Reduce your reliance on money
Deena Kara Shaffer
There are creative "money"-making and spending options that may improve our outlook, sense of self, and wellness, such as bartering, freecycling, and upcycling.
Whether we’re in a place of abundance or scarcity, money can inhabit a central role in our lives. But did you know there are ways of reducing our reliance on money? They’re called creative currencies, and they may help you spend less, support your community, and build relationships.
Many of us are trying to make more, spend less, avoid or cope with debt, invest, plan for the future, and save. With so much of our time and energy directed toward money, strain can build, affecting our health and relationships.

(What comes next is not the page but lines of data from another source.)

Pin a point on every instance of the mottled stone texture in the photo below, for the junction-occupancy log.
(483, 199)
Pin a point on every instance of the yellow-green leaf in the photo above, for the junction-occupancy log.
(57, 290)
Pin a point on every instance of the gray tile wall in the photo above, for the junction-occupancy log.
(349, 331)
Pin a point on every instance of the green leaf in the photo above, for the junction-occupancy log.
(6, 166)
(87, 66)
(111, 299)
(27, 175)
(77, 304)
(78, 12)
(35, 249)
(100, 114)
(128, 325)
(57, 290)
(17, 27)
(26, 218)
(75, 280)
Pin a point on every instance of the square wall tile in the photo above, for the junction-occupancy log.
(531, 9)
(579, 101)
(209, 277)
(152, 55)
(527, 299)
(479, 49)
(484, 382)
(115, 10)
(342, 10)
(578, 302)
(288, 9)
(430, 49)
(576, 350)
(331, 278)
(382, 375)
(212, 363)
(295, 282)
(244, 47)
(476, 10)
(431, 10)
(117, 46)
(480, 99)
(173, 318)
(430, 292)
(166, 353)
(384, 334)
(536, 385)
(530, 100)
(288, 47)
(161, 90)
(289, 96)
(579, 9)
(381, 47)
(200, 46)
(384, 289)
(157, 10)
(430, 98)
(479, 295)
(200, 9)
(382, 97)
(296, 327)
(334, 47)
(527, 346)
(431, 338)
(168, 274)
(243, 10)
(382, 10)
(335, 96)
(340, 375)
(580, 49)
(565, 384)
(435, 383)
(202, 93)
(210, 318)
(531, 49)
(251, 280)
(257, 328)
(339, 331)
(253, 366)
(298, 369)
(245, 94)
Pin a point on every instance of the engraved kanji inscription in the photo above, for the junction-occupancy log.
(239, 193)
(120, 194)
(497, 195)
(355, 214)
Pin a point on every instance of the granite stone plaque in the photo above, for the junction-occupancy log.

From rent to mortgage payments, RRSPs to RESPs, it’s not surprising that in 2009, the Canadian Medical Association noted nearly a quarter of Canadians were losing sleep as a result of financial woes. A newer study points out food insecurity affects more than 1.1 million households in Canada. Further, a survey put out by the Canadian Institute of Chartered Accountants indicates more than 60 percent of Canadians worry about money. And money tensions are among the top reasons for divorce.
It’s no wonder then that pressing concerns about money are on our minds much of the time.
What is money?
Once we strip away emotions or stress, we can see that money, at its core, is simply a convenient tool in between what we do and what we want. If we can recognize that money is ultimately a kind of instrument or symbol, we can also begin to see alternatives. There are creative “money”-making and -spending options that may improve our outlook, sense of self, and wellness.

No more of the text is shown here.